Himmatul mengatakan bahwa setiap orangtua berharap anaknya bisa beriman dan bertakwa. Oleh sebab itu, individualized organization dia, sekolah mempunyai peran penting untuk membina siswanya dalam meningkatkan iman dan takwa. salah satu caranya, customized structure dia, yakni mulai membiasakan diri menutup aurat dengan menggunakan hijab. 

"Misalnya kita mau anak kita bertakwa, makanya di sekolah dilakukan pembinaan. kalau anak tidak dibina dan diarahkan bagaimana anak bisa beriman dan bertakwa," individualized organization dia. 

"Tujuan pendidikan nasional itu kan meningkatkan keimanan dan ketakwaan untuk membentuk akhlak mulia dan cerdas, kalau cerdas saja tidak berakhlak mulia kan gagal," 

Dalam kesempatan yang sama, Pakar Sosiologi dan Filsafat, Prof Suteki mengatakan bahwa hijab bukanlah sekadar atribut bagi wanita muslimah.
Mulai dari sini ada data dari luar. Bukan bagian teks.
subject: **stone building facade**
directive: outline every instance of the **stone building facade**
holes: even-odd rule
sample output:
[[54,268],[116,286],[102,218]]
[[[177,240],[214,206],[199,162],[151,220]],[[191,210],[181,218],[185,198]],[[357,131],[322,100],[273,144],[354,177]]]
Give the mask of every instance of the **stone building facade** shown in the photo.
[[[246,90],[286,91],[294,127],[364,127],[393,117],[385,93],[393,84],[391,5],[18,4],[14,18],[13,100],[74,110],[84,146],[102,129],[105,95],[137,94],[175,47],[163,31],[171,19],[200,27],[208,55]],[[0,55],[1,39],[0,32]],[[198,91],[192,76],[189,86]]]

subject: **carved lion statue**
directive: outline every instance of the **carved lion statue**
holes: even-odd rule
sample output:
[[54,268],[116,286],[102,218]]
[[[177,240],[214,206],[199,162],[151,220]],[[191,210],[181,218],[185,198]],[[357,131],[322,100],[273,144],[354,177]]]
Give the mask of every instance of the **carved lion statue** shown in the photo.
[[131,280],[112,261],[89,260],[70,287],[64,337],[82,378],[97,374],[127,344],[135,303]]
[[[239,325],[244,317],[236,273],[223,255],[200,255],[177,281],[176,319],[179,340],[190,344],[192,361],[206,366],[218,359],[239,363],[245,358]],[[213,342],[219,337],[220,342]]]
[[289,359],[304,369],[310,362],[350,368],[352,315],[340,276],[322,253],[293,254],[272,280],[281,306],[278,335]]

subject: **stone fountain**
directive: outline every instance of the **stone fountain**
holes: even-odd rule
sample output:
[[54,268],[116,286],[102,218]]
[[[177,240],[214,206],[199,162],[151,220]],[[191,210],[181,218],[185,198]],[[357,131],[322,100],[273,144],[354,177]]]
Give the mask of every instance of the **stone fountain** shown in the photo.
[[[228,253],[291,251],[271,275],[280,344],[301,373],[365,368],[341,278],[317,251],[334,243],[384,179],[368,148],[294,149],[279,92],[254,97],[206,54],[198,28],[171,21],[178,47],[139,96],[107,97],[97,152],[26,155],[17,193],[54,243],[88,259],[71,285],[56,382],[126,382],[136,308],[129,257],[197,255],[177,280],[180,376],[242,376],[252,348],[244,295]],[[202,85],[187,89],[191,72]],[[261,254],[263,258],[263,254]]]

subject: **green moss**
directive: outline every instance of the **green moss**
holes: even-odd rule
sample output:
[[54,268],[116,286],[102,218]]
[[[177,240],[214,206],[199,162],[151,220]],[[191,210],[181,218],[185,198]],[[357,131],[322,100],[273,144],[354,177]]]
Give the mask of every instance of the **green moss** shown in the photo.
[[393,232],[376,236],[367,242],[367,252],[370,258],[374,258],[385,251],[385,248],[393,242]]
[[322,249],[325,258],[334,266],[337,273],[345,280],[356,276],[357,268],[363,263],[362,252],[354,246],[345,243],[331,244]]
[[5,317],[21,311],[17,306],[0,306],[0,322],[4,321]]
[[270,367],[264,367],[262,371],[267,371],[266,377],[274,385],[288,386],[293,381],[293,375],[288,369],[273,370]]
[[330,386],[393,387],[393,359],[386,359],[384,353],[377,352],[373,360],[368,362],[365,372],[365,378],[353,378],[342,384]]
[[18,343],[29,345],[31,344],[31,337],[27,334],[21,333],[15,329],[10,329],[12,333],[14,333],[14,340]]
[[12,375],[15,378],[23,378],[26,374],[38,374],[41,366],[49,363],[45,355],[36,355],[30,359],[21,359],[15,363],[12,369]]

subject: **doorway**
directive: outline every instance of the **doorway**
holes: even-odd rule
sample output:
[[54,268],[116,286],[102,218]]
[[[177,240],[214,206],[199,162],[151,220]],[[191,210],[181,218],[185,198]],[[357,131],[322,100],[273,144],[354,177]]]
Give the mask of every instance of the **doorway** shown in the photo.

Namun, individualized organization dia, hijab merupakan perintah syariat agama Islam. Oleh sebab itu, menurutnya aturan seragam sekolah bagi seorang siswa/siswi muslim tidak boleh meninggalkan syariat agama islam. 

"Dalam Diktum ketiga SKB 3 Menteri itu disebut bahwa sekolah/pendidik/kepala daerah tidak boleh mewajibkan/mengimbau penggunaan pakaian atribut dengan kekhasan agama. Padahal hijab bukan atribut belaka tapi syariat bagi seorang muslim," customized structure Suteki. 

Selain itu, menurutnya SKB 3 Menteri telah bertentangan dengan Permendikbud No 45 Tahun 2014 tentang Aturan Seragam Sekolah. 

"Dalam aturan tersebut kan telah diatur seragam khusus murid muslim," tutupnya. 

Seperti yang diketahui, SKB 3 Menteri yang ditandatangani oleh Menteri Pendidikan dan Kebudayaan Nadiem Makarim, Menteri Dalam Negeri Tito Karnavian, dan Menteri Agama Yaqut Cholil Qoumas itu telah menuai master dan kontra dari berbagai pihak. SKB 3 Menteri ini disahkan pasca kasus pemaksaan penggunaan hijab pada siswi non muslim di Padang, Sumatera Barat. 

Berikut ini 6 poin isi SKB 3 Menteri: 

1. Keputusan bersama ini mengatur sekolah negeri yang diselenggarakan oleh pemerintah daerah (pemda) 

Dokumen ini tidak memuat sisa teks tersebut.